How many ways can you form committee with 4 men and 11 women, if there are to be at least 4 men and twice as many women as men?

Answer 1

There are only 4 men available and you need atleast 4 men so you need to take all men

Answer 2

Since women must be twice as many as men, you need to choose exactly 8 women

Answer 3

THe problem simplifies to finding number of ways of choosing 4 men and 8 women

Answer 4

\[\large \rm \binom{4}{4} \times \binom{11}{8}\]

Answer 5

Do you also have to add on the number of ways for having a committee with 8,9,10 and 11 women?

Answer 6

Depends on how you interpret the problem

Answer 7

Like you could have a committee of 4 men, 8 or 9 or 10 or 11 women, And another set of committees with 5 men and 10 or 11 women?

Answer 8

Does " twice as many women as men" imply "atleast twice" ?

Answer 9

Yes at least twice as many women as men.

Answer 10

Ohkay, then just add up other combinations too

Answer 11

5 men is impossible because there are only 4 men available

Answer 12

\[\rm \binom{4}{4} \times \left[\binom{11}{8}+ \binom{11}{9}+ \binom{11}{10}+ \binom{11}{11}\right]\]

something like this ?

Answer 13

Yeah but I think since the order doesn't matter wouldn't I just want to add the men to women?

Answer 14

Here multiplication is not about order, you need to have 4 men for sure in the committee.
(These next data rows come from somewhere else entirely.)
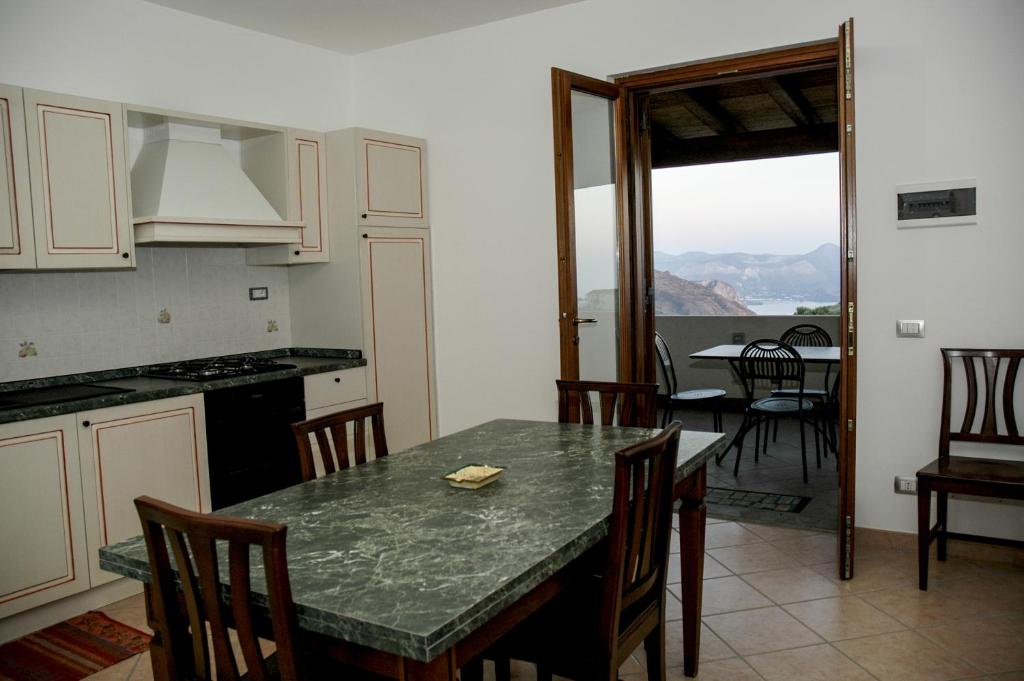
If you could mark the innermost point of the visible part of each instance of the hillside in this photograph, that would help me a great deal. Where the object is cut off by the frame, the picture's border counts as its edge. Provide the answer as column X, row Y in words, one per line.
column 677, row 296
column 811, row 275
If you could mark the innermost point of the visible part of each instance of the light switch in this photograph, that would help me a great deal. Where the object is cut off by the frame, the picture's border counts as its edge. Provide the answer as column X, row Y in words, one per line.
column 910, row 329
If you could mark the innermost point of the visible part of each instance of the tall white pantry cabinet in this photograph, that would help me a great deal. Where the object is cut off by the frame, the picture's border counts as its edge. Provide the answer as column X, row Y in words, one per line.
column 380, row 273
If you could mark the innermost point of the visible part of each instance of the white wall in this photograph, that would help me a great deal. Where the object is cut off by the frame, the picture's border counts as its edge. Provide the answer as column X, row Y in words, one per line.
column 939, row 93
column 132, row 51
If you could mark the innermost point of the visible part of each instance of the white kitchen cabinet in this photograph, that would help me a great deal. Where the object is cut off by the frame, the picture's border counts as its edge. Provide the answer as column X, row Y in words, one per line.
column 16, row 244
column 76, row 150
column 43, row 529
column 390, row 180
column 397, row 329
column 306, row 201
column 156, row 449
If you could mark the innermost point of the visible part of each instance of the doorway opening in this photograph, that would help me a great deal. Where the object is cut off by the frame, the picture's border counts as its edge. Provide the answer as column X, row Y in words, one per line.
column 744, row 201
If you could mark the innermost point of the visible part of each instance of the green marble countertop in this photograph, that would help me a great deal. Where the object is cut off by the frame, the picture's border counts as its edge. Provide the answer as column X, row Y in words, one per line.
column 306, row 360
column 389, row 556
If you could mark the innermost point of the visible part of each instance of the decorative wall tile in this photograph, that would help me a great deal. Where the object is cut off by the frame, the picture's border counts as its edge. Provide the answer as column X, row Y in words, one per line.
column 87, row 321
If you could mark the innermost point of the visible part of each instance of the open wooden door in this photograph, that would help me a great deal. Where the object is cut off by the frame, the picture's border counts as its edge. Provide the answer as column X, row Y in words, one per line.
column 595, row 265
column 848, row 289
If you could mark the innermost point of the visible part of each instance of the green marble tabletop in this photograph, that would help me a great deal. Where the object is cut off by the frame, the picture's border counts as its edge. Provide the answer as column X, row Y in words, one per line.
column 390, row 556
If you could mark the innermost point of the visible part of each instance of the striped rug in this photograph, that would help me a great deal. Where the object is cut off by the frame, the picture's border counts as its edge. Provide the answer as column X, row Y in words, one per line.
column 71, row 650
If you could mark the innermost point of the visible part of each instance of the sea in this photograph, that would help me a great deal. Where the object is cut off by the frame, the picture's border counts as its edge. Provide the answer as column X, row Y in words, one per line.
column 782, row 307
So you don't have any choice... Maybe assume that they are already there in the committee and select women

Answer 15

If you want to think of it in terms of order, try this : first find # of ways to choose four men. after that, for each of this choice, find the number of ways of choosing 8+ women

Answer 16

Ok. That makes sense. I understand how to do it for four men, with the different amounts of women, Would I then add on the # of ways to have 5 men with 10 and 11 women since that is the only other possible formation since there are 6 men to choose from?

Answer 17

have i misread the main question.... it says there are 4 men only hm

Answer 18

I made a mistake writing it. There are suppose to be 6 men, and 11 women. So with the constraint you should be able to have the choice of 5 men as well.

Answer 19

Sorry...

Answer 20

Got you :) yes you can do the same for (5men 10/11women)

Answer 21

6men is not possible right ?

Answer 22

Correct. Thank you so much Ganeshie!

Answer 23

\[\rm \binom{6}{4} \times \left[\binom{11}{8}+ \binom{11}{9}+ \binom{11}{10}+ \binom{11}{11}\right] \\~\\+ \\~\\\rm \binom{6}{5} \times \left[ \binom{11}{10}+ \binom{11}{11}\right]\]